I agree w/True2Me...Two people who just weren't compatible. Nothing more or less. No need to put extras on it or blame the girl.
I feel you on the moment when you realize that you have to pay for a horrible date. Waste of time/money, but I mean...its part of the game.
I don't think you're being fair on the girl because this is just her personality. What was she wearing and acting like when you met her? What even attracted you to her in the first place? Why did you ask her out on a date? I cant believe that everything you saw when you initially met her went out the window. Or stop meeting girls on the internet.
i agree with everything true2me said.
i don't think the date was that bad besides the fact she kept calling you bougie and she showed up a hour late.
not everyone has to be interested in politics (i know i'm not). i'm more interested in social issues and not what the GOPs problem is with sotomayor.
i'm lightweight offended by the pg comment. i'm from pg and so are a lot of my friends (who have class and dignity). i also know some hood chicks that live in moco (silver spring mainly).
i guess not everyone sees dates the same way though. so i guess keep truckin.
I'll have to side on Dr. J with this one (got your back).
It was a first date. You are still trying to get to know someone and you try to do something that you are comfortable with and maybe they will enjoy too.
I've heard too many times that women have said that they want a man to step up and plan a date, but when we do we hear "I'on like that" or "I want to do something else".

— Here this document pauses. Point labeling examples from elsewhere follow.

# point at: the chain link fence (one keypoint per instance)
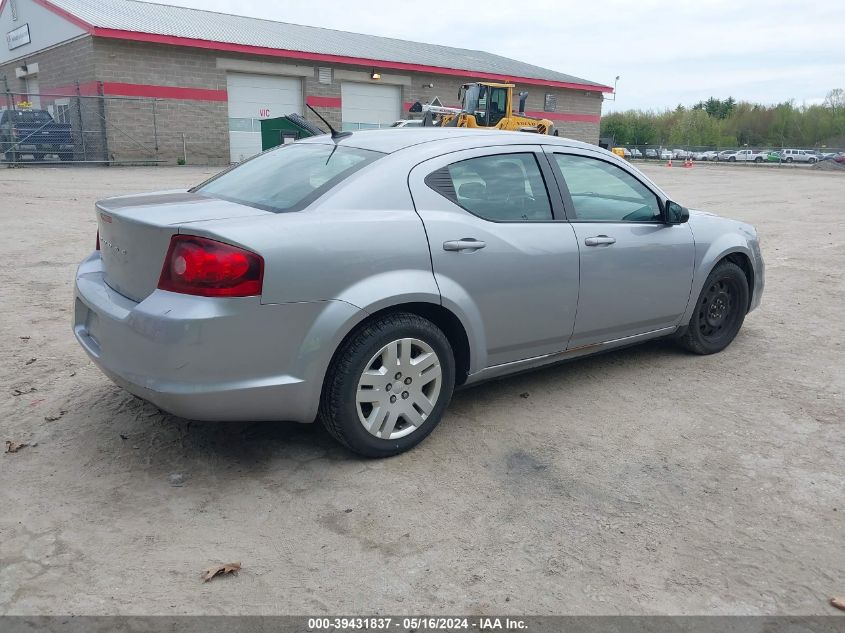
(736, 155)
(62, 128)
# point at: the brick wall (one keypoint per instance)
(59, 67)
(141, 129)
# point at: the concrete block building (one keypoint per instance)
(172, 73)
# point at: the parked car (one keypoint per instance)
(215, 303)
(407, 123)
(725, 154)
(748, 155)
(798, 156)
(34, 133)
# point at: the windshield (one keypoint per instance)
(288, 178)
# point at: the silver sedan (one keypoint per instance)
(360, 280)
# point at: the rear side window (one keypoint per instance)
(288, 178)
(602, 192)
(500, 188)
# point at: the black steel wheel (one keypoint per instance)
(719, 312)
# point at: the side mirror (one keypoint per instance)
(675, 213)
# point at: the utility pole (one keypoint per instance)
(10, 104)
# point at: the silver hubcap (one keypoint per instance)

So, we let you plan it and we pretty much just go along and sometimes finance it.
Don't take the story too seriously. All the man is doing is sharing his story of what happens when you try to take a person out of their normal element and place them in another.
The key thing about this post that people are missing is... I'm the same person who will be in my house on Friday, with a 40 and some popeyes, wife beater on, listening to Plies and Jeezy for 5 hours before going out.
I just know how to act when i'm in certain environments.
You meet a chick wearing a body suit and you take her to a sushi spot? You fail. This is classic case of you knew what you were getting into in the first place and want to be mad at her for being who you knew she would be.